On April 6, 2022, Minnesota’s Supreme Court in Lori Dowling Hanson v. State of Minnesota, Department of Natural Resources affirmed the lower courts’ summary dismissal of a Minnesota Whistleblower Act (“MWA”) claim brought by a former Department of Natural Resources (“DNR”) employee Lori Dowling Hanson (“Hanson”). The case left unanswered the fate of McDonnell Douglas in MWA claims.
On August 14, 2017, Hanson, a DNR regional director, attended a work-related conference, staying at a hotel on an Indian Reservation in her region. At times during the day, she heard a crying baby in a neighboring hotel room and became concerned. Hanson reported her concern to the hotel. Shortly after, she talked to two men in the hallway who she believed were “johns or pimps.”
Hotel security arrived, calling 911 to report Hanson’s concerns. As an officer from the Bureau of Indian Affairs (“BIA”) was dispatched to the hotel, hotel security entered the neighboring room and talked to its occupants—a woman, three children, and a teething infant. Hotel security confirmed the room occupants were safe and secure.

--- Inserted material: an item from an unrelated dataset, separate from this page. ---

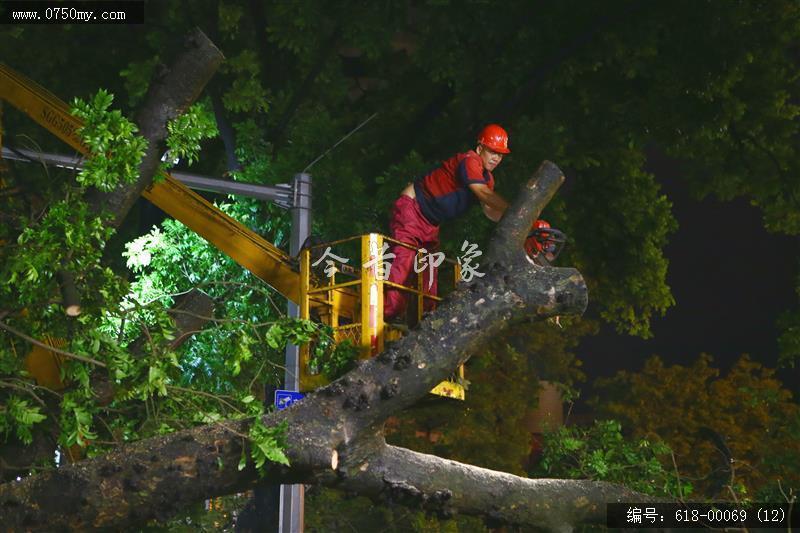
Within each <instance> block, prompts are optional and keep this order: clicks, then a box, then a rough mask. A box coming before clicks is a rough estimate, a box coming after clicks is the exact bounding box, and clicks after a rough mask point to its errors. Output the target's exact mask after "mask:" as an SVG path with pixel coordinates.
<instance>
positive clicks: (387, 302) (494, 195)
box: [383, 124, 511, 320]
mask: <svg viewBox="0 0 800 533" xmlns="http://www.w3.org/2000/svg"><path fill="white" fill-rule="evenodd" d="M509 153H511V150H509V149H508V133H506V130H504V129H503V128H502V127H500V126H498V125H497V124H489V125H488V126H486V127H485V128H483V130H482V131H481V133H480V135H478V144H477V146H476V147H475V150H470V151H468V152H464V153H460V154H456V155H454V156H453V157H451V158H450V159H447V160H446V161H443V162H442V165H441V166H440V167H438V168H436V169H435V170H433V171H432V172H430V173H428V174H427V175H425V176H424V177H422V178H420V179H418V180H417V181H415V182H414V183H412V184H409V185H408V186H407V187H406V188H405V189H403V192H402V194H401V195H400V198H399V199H398V200H397V201H396V202H395V203H394V206H393V207H392V217H391V220H390V221H389V228H390V230H391V236H392V238H394V239H396V240H398V241H402V242H406V243H409V244H411V245H413V246H415V247H416V248H425V249H426V250H427V251H428V252H432V251H435V250H438V248H439V225H440V224H441V223H443V222H447V221H449V220H453V219H454V218H456V217H458V216H459V215H461V214H462V213H464V212H465V211H466V210H467V209H468V208H469V207H470V206H471V205H473V204H476V203H479V204H480V205H481V207H482V208H483V212H484V214H486V216H487V217H488V218H489V219H491V220H493V221H495V222H497V221H498V220H500V217H502V216H503V213H504V212H505V210H506V208H508V202H506V201H505V199H503V197H502V196H500V195H499V194H497V193H496V192H494V176H493V175H492V171H493V170H494V169H495V168H497V165H499V164H500V162H501V161H502V160H503V156H504V155H506V154H509ZM392 252H393V253H394V254H395V257H394V259H393V260H392V263H391V269H390V271H389V281H391V282H394V283H398V284H401V285H403V284H405V283H406V280H407V278H408V277H409V275H410V274H412V273H414V270H413V268H412V266H413V264H414V257H415V256H416V252H415V251H414V250H410V249H408V248H405V247H403V246H397V245H396V246H394V247H393V249H392ZM425 271H426V273H427V276H432V278H431V279H425V280H424V283H423V285H424V288H425V290H426V292H427V293H429V294H432V295H436V285H437V284H436V272H435V270H434V269H431V268H429V269H426V270H425ZM432 303H433V302H432V301H430V300H428V301H426V305H425V307H426V309H430V308H432ZM405 306H406V294H404V293H403V292H402V291H400V290H397V289H392V288H388V289H387V290H386V294H385V297H384V300H383V309H384V316H385V318H386V319H387V320H391V319H393V318H397V317H401V316H403V312H404V311H405Z"/></svg>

Hanson insisted on talking with law enforcement and called 911 herself. She identified herself as a “state official,” asked for “safe escort,” and stated she was “barricaded” inside because she “stumbled upon” a prostitution ring. She demanded state law enforcement, not BIA, respond to the hotel to provide her a “safe exit.”
Thereafter, hotel management asked Hanson to leave. She became angry, refused to leave, and asked for a DNR conservation officer to respond to the hotel. She then called a high-ranking DNR official and reported she suspected child neglect and a prostitution ring were occurring at the hotel. The DNR official sent over a conservation officer. With the assistance of state law enforcement, Hanson left the hotel.
On September 25, 2017, following paid investigatory leave, the DNR terminated Hanson for her conduct during her report of suspected illegal activity, not because of her report. She sued alleging a MWA violation.
The Minnesota Court of Appeals upheld the trial court’s summary judgment in favor of the DNR. The Minnesota Supreme Court, utilizing McDonnell Douglas, held Hanson did not provide evidence that her report of suspected child neglect and a prostitution ring motivated the termination decision. The Court held the record demonstrated the DNR terminated Hanson because of her conduct during her report, not her report itself. The Court reasoned her conduct constituted an intervening event that severed any reasonable inference of a temporal connection between the alleged protected activity and termination.
Having a potentially broader impact, the Court declined to address whether Minnesota should abandon the McDonnell Douglas framework in MWA cases. As part of her appeal, Hanson asked the Court to replace McDonnell Douglas with a standard derived from model jury instructions “that focuses on whether the whistleblowing activity ‘was a motivating factor’ or ‘played a part’ in the adverse employment action.” The Court declined, holding the outcome was the same under either standard.
In a first of its kind, a concurring opinion held Minnesota should replace McDonnell Douglas in MWA cases with the Rule 56 standard. The concurring opinion reasoned McDonnell Douglas should be abandoned because it is cumbersome and obsolete, and the Court never previously analyzed whether it was the proper test in MWA cases.